Criança

O presente artigo pretende trazer algumas reflexões sobre as disposições contidas na      Lei nº 13.531/2017 que estabelece o sistema de garantias aos direitos da criança e do adolescente vítima ou testemunha de violência.

Observa-se que, um dos objetivos da lei é a criação de uma rede de proteção à criança e ao adolescente durante os procedimentos que são adotados por instituições para a apuração dos fatos. Percebe-se um direcionamento para os profissionais que atuam nessa rede, com a finalidade de que não haja revitimização e a perpertuação da violência institucional.

Nesse artigo será enfatizado o conceito de Escuta Especializada e algumas possíveis repercussões nos procedimentos adotados nos casos de situações de violências cometidas contra crianças e adolescentes no âmbito das instituições públicas.[i]

1- A Escuta Especializada e a Revelação Espontânea

 

O conceito de Escuta Especializada-EE está previsto no art, 7º da Lei 13.531/2017:

Art. 7º Escuta especializada é o procedimento de entrevista sobre situação de violência com criança ou adolescente perante órgão da rede de proteção, limitado o relato estritamente ao necessário para o cumprimento de sua finalidade.

No mesmo texto legal (art. 10) há a disposição sobre o local, que deve ser “apropriado e acolhedor, com infraestrutura e espaço físico que garantam a privacidade da criança ou do adolescente vítima ou testemunha de violência.”

O Decreto nº 9.603/2018, que regulamenta a lei, dispõe (art. 19, §4º) que a escuta “não tem o escopo de produzir prova para o processo de investigação e de responsabilização, e fica limitada estritamente ao necessário para o cumprimento de sua finalidade de proteção social e de provimento de cuidados.”

Assim, a Escuta será realizada por profissional capacitado, porém, o seu objetivo não é a produção de provas para o processo penal e administrativo disciplinar, pois na Lei 13.531/2017 também existe a figura do Depoimento Especial, que poderá ser realizado no âmbito da polícia e do judiciário.

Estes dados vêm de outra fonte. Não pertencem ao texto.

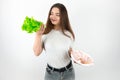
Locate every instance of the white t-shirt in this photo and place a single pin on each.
(56, 46)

Embora não tenha a finalidade probatória, a orientação é a de que exista uma articulação entre as instituições que compõem a rede de proteção, para evitar que a possível vítima tenha que ser ouvida e, de certa forma, reviver a todo o momento o ocorrido. Por essa razão, sugere-se que o profissional não realize perguntas sobre o fato, mas providencie as notificações e encaminhamentos a outras instituições, conforme previsto em lei.

Uma outra denominação que também está prevista em lei é a da “Revelação Espontânea”. Trata-se da situação em que a vítima relata o ocorrido a alguém que faça parte da rede de proteção. Nesse caso, a orientação também é a de que o profissional não faça perguntas tentando detalhar o ocorrido. O Decreto nº 9.603/2018 exemplifica os procedimentos que devem ser adotados quando o relato é direcionado a profissional da educação:

Art. 11. Na hipótese de o profissional da educação identificar ou a criança ou adolescente revelar atos de violência, inclusive no ambiente escolar, ele deverá:

I – acolher a criança ou o adolescente;

II – informar à criança ou ao adolescente, ou ao responsável ou à pessoa de referência, sobre direitos, procedimentos de comunicação à autoridade policial e ao conselho tutelar;

III – encaminhar a criança ou o adolescente, quando couber, para atendimento emergencial em órgão do sistema de garantia de direitos da criança e do adolescente vítima ou testemunha de violência; e

IV – comunicar o Conselho Tutelar.

Parágrafo único. As redes de ensino deverão contribuir para o enfrentamento das vulnerabilidades que possam comprometer o pleno desenvolvimento escolar de crianças e adolescentes por meio da implementação de programas de prevenção à violência.

Trata-se de dever a realização das notificações às instituições previstas em lei. Ressalta-se, ainda, o cuidado quando o profissional mantém o contato com a família, pois, em alguns casos, a violência ocorre no âmbito intrafamiliar.[ii]

A partir dessas previsões, questiona-se: como proceder quando a prática do ato ocorre no espaço escolar? Principalmente no âmbito de instituições públicas, em que atuam servidores que devem responder disciplinarmente. Na tentativa de responder a essas inquietações serão sugeridos alguns procedimentos.

 

2- O Procedimento Administrativo Disciplinar

 

Conforme citado, não é objetivo da Escuta Especializada a produção de provas para a responsabilização disciplinar. Porém, percebe-se que nos procedimentos administrativos o relato da vítima contribui para um direcionamento das investigações.

Assim, para que não haja a revitimização, orienta-se que a instauração do procedimento[iii] seja voltada para a obtenção de outras provas. Nesse caminho, pode haver a oitiva do profissional que acolheu a vítima, por exemplo.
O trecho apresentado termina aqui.